The deeper moral is that sanctimonious people are much more dangerous than careless drivers. It’s not that long ago – the eighties? – that people were put in pillories and stocks and burned as witches. More recently the tabloids have taken over the hunt, bringing down celebrities whenever they can.

I am sure the bible covered this very issue, in the episode about casting stones at the adulterous person. Clearly, hypocrites have always existed. The practice of scapegoating existed in Ancient Greece, where they used to throw a beggar or a disabled person out of town whenever there was a natural disaster. They could have used a goat, like the Israelis, but maybe it suited them better to exclude a person, in terms of reducing the social security budget.

If the storms and floods continue I suspect we will have to blame a football (or cricket) manager and cast him out. It would be all too easy to mention a name or two.

It probably suits the police to pretend they are fighting crime by video. But a casual inspection of the local town centre reveals significant criminal activity. Lots of drivers are using mobile phones, parking on yellow lines, eating sandwiches and smoking cigarettes. All at the same time, in some cases. It wouldn’t take me long, if you made me a crime-fighter, to find people riding bikes without lights, on pavements, or even without hands on the handlebars.

Higher up the criminal food chain, complex laws are also enforced selectively, from drug possession to tax evasion, depending on the whim or policy of the CPS. The EU Commission even has an article in its constitution stating that it will pick and choose what it wants to enforce.

Suffice it to say, there seems to be a lot of luck involved in falling foul of the law, certainly more than your history teacher explained on the Magna Carta field trip.

I suspect the recent legislation banning fox hunting with dogs reflects an acknowledgement that all of us might have a deep rooted and nasty tendency to join a baying mob, which must be guarded against.

Scapegoating is a process found in dysfunctional groups and families. It is viewed as an unhealthy defence mechanism that, nevertheless, serves some purpose in preserving the group’s existence. Scapegoating often seems to occur in group therapy, where it can be interpreted, or even better, treated. With jazz.

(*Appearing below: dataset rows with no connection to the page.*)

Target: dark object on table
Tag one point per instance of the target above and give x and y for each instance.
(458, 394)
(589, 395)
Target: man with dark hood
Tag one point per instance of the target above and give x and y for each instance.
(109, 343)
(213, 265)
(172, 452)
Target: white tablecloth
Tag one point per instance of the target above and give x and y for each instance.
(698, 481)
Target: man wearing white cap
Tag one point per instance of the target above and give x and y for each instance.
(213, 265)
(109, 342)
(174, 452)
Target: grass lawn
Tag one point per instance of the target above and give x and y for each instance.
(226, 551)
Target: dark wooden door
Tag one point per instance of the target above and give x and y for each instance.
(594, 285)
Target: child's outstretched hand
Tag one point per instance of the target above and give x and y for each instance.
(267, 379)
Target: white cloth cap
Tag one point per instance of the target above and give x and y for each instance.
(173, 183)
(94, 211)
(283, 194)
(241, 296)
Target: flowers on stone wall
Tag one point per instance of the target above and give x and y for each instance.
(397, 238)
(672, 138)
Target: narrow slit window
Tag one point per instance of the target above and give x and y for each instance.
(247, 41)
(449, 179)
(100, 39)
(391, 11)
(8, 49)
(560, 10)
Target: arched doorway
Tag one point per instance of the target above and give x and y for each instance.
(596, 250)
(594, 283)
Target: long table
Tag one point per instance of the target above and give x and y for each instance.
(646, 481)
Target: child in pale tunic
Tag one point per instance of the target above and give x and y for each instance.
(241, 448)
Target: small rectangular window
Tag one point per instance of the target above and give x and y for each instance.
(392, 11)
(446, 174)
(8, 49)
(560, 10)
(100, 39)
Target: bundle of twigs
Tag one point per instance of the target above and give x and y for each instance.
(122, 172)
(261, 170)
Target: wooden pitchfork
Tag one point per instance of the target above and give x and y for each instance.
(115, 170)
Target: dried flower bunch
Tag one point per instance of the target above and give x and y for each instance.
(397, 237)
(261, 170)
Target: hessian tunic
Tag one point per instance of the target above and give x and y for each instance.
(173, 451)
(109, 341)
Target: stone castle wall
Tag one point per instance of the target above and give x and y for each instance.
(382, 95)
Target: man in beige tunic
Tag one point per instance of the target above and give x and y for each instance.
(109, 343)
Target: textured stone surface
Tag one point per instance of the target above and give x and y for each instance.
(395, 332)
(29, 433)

Today’s paper reveals that jazz has infiltrated the public sector and has been applied to NHS managers, senior policemen and the department of transport. Alex Steele, musician and founder of ‘Improwise’, states that the NHS, in need of radical change, has called in his jazz quartet several times ‘to help with leadership’.

A police chief is quoted as saying the situation in his organisation was best explored through ‘parallels with the world of jazz’. Comedian Alexei Sayle famously observed that Jazz had no natural enemies or predators, but it seems he was wrong.

The Department of Health ’rounded furiously’ on the jazz workshops, stating that taxpayers will be ‘rightly appalled’.

So, jazz, intended to help groups function better, itself becomes the scapegoat. But Jazz cannot be blamed for careless driving. Hands off the Wheel was grunge, not jazz, and Asleep at the Wheel are Country. From Texas, not Yorkshire.